Databend Data Ingestion Performance Test: From 3K rows/s to 2.3M rows/s - How to Choose Among 4 Methods
wubxJan 4, 2026
As a cloud-native lakehouse, Databend supports both on-premises and cloud deployments, offering 4 different data ingestion methods. This article explores the performance differences between these methods through testing and attempts to understand the design rationale behind them, helping you choose the most suitable ingestion method for your business scenario.
Databend's Supported Ingestion Methods
Databend provides 4 data ingestion methods suitable for different deployment scenarios:
1. INSERT (Bulk Insert with Presign)
Object storage can be directly accessed by applications, supporting presign mode.
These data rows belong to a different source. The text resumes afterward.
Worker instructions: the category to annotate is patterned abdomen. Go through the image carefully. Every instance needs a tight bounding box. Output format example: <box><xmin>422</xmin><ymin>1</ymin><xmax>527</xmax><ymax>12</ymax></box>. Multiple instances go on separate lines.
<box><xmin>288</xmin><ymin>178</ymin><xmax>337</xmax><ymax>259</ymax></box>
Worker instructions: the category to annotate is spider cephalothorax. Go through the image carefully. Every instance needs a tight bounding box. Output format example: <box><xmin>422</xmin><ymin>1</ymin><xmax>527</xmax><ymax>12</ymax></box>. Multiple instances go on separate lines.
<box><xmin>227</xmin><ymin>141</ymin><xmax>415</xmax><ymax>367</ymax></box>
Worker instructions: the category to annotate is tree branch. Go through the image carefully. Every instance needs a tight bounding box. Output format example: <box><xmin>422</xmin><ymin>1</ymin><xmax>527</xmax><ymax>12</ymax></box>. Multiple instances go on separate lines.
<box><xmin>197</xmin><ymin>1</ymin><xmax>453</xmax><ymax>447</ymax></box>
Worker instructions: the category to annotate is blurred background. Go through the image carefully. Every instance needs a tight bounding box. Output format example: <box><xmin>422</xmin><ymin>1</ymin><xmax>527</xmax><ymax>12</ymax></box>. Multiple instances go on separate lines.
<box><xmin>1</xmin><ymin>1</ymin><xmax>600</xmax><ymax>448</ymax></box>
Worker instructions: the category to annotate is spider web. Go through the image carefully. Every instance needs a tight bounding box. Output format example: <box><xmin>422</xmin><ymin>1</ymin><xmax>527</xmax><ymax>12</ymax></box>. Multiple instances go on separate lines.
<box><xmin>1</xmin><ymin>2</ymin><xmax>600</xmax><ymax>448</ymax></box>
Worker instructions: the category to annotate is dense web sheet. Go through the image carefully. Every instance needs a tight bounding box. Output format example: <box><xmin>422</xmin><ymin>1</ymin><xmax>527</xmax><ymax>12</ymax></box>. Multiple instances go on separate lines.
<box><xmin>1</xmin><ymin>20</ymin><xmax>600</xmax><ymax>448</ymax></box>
Suitable for cloud scenarios, taking full advantage of object storage's feature of not charging for data ingestion traffic.
Short name:
insert
2. INSERT_NO_PRESIGN
Object storage cannot be directly accessed by applications; data is forwarded through Databend nodes. Suitable for on-premises scenarios.
Short name:
insert_no_presign
3. STREAMING_LOAD
Supports direct streaming ingestion of common formats like CSV, NDJSON, and Parquet. This is a highly accepted approach for on-premises scenarios. Suitable for real-time data ingestion.
Short name:
streaming_load
4. STAGE_LOAD (Copy Into)
Batch loading based on object storage, capable of processing CSV, NDJSON, Parquet, ORC files and their compressed formats. This is the highest-performance cloud-native ingestion method.
Short name:
stage_load
💡 Tip: All four methods can be directly implemented via Java using
databend-jdbc
💻 Code Examples
1. INSERT (Bulk Insert)
Use Case: Cloud scenarios where object storage is accessible to applications
Properties props = new Properties();
props.setProperty("user", "root");
props.setProperty("password", "password");
try (Connection conn = DriverManager.getConnection("jdbc:databend://host:8000/db", props)) {
conn.setAutoCommit(false);
String sql = "INSERT INTO bench_insert (id, name, birthday, address, ...) VALUES (?, ?, ?, ?, ...)";
try (PreparedStatement ps = conn.prepareStatement(sql)) {
// Batch insert
for (int i = 0; i < batchSize; i++) {
ps.setLong(1, i);
ps.setString(2, "name_" + i);
ps.setString(3, "2024-01-01");
ps.setString(4, "address_" + i);
// ... Set other fields
ps.addBatch();
}
ps.executeBatch(); // Execute batch insert
}
}
Features:
- Uses presign URLs, data is written directly to object storage
- Suitable for cloud scenarios, reducing network costs
2. INSERT_NO_PRESIGN
Use Case: On-premises scenarios where object storage cannot be directly accessed by applications
Properties props = new Properties();
props.setProperty("user", "root");
props.setProperty("password", "password");
props.setProperty("presigned_url_disabled", "true"); // Key configuration: disable presign
try (Connection conn = DriverManager.getConnection("jdbc:databend://host:8000/db", props)) {
conn.setAutoCommit(false);
String sql = "INSERT INTO bench_insert (id, name, birthday, ...) VALUES (?, ?, ?, ...)";
try (PreparedStatement ps = conn.prepareStatement(sql)) {
for (int i = 0; i < batchSize; i++) {
ps.setLong(1, i);
ps.setString(2, "name_" + i);
// ... Set other fields
ps.addBatch();
}
ps.executeBatch();
}
}
Features:
- Simply add to the connection string, no other changes needed
presigned_url_disabled=true - Data is forwarded to object storage through Databend nodes
3. STREAMING_LOAD
Use Case: Real-time ingestion in on-premises scenarios, supporting multiple formats
import com.databend.jdbc.DatabendConnection;
import com.databend.jdbc.DatabendConnectionExtension;
Properties props = new Properties();
props.setProperty("user", "root");
props.setProperty("password", "password");
try (Connection conn = DriverManager.getConnection("jdbc:databend://host:8000/db", props)) {
DatabendConnection databendConn = conn.unwrap(DatabendConnection.class);
// Construct CSV data
String csvData = """
1,batch_1,name_1,2024-01-01,address_1,...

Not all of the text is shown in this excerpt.